The brunch concluded with the fashion show. Special Ambassadors from The Children’s Hospital were paired up with the players and coaches and they all had a blast walking down the runway. The stories of the children were very heartbreaking, and truth be told, I may have shed a tear or two.
It was very heartwarming to see the players with the kids. Giguere came out with a baby who managed to stay asleep the entire time and McLeod came out with a youngster donned in a mask and sporting a blowup sword. Cody Mac let the kid cut him down with the toy sword, which drew a massive ovation.
To a fan, every single player seemed like the kind of guy who, if you ran into him at a bar, he'd be willing to shoot a game of pool with you, have a beer and talk some hockey (except for Landeskog, who still has a couple years to go before his 21st birthday). No one seemed larger than life or with an ego for which professional athletes can be infamous.
I have talked to several employees of Kroenke Sports and they all say the Avs are much easier and much more fun to work with than another Kroenke Sports-owned team who plays their games at the Pepsi Center. *cough* *Nuggets*
The Avs may not get the recognition of other teams in the NHL or even here in Denver, but in Colorado and throughout the sports world, I believe that you would be hard-pressed to find a better group of guys.

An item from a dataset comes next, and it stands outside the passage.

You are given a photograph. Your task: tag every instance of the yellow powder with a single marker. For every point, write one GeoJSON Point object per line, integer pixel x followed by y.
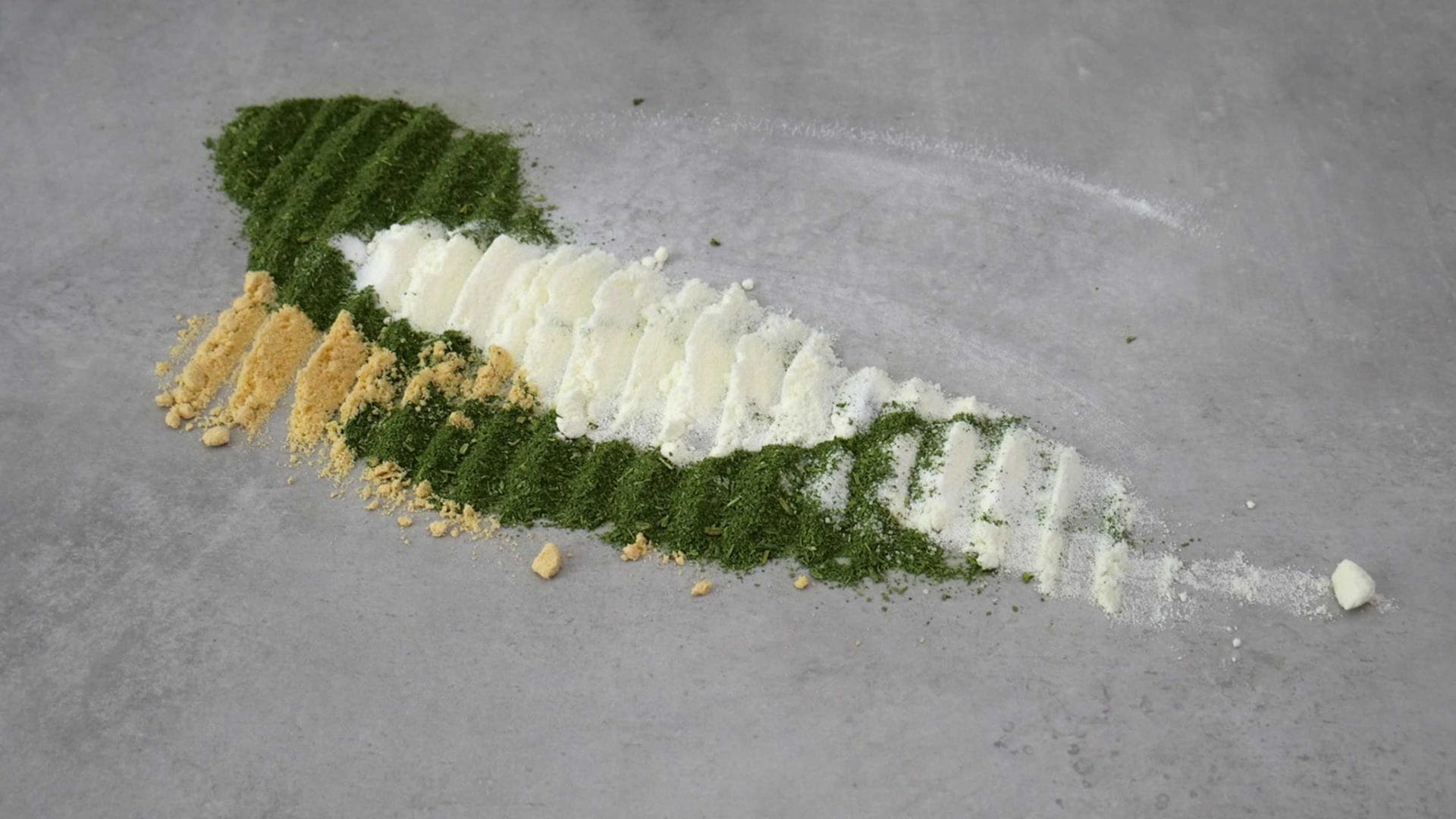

Sure, I'm not without bias here, but it seems all too often you hear of players getting into trouble with the law and not really living up to the expectations of a role model.
In the 16-and-a-half years that the Avalanche have been in Colorado, there have been very, very few instances of players getting into trouble with the law, most of which were minor. I cannot even think of one that occurred within the last decade.
Never do you hear of an Avalanche player, and very seldomly a hockey player, being accused of murder, rape or anything like that. I'll reiterate that the Avs are a first-class organization all the way around.
This year, the charity brunch raised over $75,000, and it has raised over $900,000 since its inception in 1997.
Obviously, it is a great cause, I had a great time, and I am glad to be able to be a part of such a wonderful event put on by such a wonderful organization.